APPRENDRE À PERDRE
Tous les évangiles reccueillent ce dicton qui est répété jusqu’à six fois: «Celui qui voudra sauver sa vie la perdra, mais celui qui la perdra à cause de moi la trouvera». Jésus ne parle pas d’un thème religieux, il explique à ses disciples quel est la véritable valeur de la vie.
Le dicton est exprimé d’une façon paradoxale et provocatrice. Il y a deux manières très différentes d’orienter sa vie: l’une mène au salut; et l’autre, à la damnation. Jésus invite tout le monde à suivre le chemin qui semble le plus dur et le moins attrayant, car c’est celui qui conduit l’être humain vers son salut définitif.
Le premier chemin consiste à s’accrocher à la vie en vivant exclusivement pour soi-même: faire de son propre «moi» la raison dernière et l’objectif suprême de l’existence. Cette façon de vivre, en cherchant toujours son propre gain ou son avantage, conduit l’être humain à la perdition.
Le deuxième chemin consiste à savoir perdre en vivant à la manière de Jésus, ouverts à l’objectif final du projet humanisant du Père: savoir renoncer à sa propre sécurité ou à son propre gain, en cherchant non seulement son propre bien mais aussi celui des autres. Cette manière généreuse de vivre conduit l’être humain à son salut.

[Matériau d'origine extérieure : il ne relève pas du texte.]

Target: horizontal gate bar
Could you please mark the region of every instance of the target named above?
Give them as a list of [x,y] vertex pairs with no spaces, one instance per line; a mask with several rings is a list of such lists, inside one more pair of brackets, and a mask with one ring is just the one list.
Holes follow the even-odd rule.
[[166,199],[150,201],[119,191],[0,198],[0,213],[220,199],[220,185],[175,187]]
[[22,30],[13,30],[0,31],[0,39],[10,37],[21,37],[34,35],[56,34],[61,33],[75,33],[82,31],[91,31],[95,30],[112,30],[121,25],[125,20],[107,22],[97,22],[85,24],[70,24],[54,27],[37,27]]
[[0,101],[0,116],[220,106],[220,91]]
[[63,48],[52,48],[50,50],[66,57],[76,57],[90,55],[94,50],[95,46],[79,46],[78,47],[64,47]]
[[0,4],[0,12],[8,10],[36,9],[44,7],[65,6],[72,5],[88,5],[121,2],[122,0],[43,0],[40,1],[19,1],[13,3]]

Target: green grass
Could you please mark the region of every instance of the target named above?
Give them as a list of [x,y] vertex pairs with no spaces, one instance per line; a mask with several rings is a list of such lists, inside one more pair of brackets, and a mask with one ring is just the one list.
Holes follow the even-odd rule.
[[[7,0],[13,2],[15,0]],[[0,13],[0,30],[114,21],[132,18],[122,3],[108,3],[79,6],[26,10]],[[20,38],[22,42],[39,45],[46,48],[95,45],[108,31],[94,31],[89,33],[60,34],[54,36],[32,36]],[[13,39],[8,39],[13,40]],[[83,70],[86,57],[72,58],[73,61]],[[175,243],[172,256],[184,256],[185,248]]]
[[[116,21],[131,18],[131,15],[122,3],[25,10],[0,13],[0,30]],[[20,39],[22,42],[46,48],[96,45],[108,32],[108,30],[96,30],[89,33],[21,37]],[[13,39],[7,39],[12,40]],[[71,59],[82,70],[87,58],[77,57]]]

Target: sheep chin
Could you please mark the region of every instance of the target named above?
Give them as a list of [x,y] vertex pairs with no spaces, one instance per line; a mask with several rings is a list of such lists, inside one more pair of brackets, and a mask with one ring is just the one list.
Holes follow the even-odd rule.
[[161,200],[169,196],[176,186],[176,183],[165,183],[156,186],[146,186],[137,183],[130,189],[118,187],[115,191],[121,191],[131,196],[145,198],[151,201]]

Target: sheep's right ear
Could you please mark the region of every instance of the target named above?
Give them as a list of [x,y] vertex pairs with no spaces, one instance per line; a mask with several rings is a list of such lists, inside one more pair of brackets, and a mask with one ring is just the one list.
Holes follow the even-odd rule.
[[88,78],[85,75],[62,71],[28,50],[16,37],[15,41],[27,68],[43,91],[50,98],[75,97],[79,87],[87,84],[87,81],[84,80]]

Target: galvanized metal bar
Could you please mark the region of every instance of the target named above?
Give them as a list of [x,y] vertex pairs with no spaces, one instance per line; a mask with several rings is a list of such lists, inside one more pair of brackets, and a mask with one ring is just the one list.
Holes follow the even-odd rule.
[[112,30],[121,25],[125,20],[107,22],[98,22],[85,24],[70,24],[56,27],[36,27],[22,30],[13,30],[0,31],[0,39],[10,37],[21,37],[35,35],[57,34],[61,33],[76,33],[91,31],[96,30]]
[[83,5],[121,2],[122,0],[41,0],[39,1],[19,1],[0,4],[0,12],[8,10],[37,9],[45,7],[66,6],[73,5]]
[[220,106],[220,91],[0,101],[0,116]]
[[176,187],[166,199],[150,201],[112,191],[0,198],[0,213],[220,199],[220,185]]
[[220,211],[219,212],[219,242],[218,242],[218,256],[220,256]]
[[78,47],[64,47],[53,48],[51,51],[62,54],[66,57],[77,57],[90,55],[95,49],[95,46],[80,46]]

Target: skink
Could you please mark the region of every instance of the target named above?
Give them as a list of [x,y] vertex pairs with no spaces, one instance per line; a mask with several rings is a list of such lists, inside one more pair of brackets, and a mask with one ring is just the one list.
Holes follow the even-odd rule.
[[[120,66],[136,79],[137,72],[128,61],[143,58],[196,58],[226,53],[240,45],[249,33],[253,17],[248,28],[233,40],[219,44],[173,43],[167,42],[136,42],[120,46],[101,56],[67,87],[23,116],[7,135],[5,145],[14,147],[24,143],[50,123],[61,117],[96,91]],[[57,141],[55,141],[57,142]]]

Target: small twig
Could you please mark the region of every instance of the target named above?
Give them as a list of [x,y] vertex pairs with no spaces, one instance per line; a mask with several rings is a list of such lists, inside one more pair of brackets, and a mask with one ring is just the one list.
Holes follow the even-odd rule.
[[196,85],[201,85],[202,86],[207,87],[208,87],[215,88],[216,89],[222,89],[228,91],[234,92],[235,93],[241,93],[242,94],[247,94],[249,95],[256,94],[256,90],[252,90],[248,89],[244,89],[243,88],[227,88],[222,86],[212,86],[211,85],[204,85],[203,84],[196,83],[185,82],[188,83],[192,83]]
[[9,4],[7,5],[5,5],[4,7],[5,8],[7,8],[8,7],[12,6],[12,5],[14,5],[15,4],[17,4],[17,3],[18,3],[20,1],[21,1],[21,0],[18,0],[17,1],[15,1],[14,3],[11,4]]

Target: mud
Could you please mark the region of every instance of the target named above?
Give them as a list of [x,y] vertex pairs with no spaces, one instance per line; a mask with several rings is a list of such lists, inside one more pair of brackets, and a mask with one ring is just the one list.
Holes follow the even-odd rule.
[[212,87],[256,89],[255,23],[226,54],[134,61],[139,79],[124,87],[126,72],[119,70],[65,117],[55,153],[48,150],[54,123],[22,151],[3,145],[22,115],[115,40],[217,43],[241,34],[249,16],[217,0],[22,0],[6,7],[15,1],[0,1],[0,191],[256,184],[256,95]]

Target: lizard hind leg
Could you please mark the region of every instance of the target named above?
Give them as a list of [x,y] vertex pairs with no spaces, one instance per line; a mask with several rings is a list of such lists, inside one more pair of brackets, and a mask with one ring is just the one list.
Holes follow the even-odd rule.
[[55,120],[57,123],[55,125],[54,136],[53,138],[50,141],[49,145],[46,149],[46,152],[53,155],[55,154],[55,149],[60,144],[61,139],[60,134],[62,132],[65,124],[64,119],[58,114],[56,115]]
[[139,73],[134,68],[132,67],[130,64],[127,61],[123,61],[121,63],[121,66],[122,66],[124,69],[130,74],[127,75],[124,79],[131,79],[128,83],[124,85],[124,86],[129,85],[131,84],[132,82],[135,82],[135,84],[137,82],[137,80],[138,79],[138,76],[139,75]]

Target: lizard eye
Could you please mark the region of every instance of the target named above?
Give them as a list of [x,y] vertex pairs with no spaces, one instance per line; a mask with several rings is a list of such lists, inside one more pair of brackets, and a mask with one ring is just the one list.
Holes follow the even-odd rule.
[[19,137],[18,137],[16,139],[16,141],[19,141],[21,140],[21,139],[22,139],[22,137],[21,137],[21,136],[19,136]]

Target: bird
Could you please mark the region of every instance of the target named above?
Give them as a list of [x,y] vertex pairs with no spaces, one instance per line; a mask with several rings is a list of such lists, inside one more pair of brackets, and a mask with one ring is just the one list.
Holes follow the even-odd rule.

Jésus parle à partir de sa foi en un Dieu sauveur, mais ses paroles constituent un avertissement grave qu’il adresse à tous. Quel avenir peut espérer une humanité divisée et brisée où les pouvoirs financiers cherchent leur propre bénéfice; les pays, leur propre bien-être; les individus, leur propre intérêt?
La logique qui dirige actuellement la marche du monde est irrationnelle. Nous tous, peuples et individus, nous sommes en train de tomber petit à petit dans l’esclavage du «toujours avoir davantage». Rien ne suffit pour nous sentir satisfaits. Pour bien vivre, il nous faut toujours plus de productivité, plus de consommation, plus de bien-être matériel, plus de pouvoir sur les autres.
Nous cherchons de manière insatiable le bien-être, mais ne sommes-nous pas en train de devenir inhumains? Nous voulons «progresser» de plus en plus, mais quel est ce genre de progrès qui nous conduit à abandonner dans la misère, dans la famine et dans la malnutrition des millions d’êtres humains? Combien d’années pourrons-nous jouir de notre bien-être en fermant nos frontières aux affamés et à ceux qui, fuyant tant de guerres, cherchent un refuge parmi nous?
Si nous, habitants des pays privilégiés, nous ne cherchons qu’à «sauver» notre niveau de bien-être, si nous ne voulons pas perdre notre puissance financière, nous ne franchirons jamais des pas vers une solidarité au niveau mondial. Ne nous trompons pas: pour sauver la vie humaine dans notre monde, il nous faut apprendre à perdre.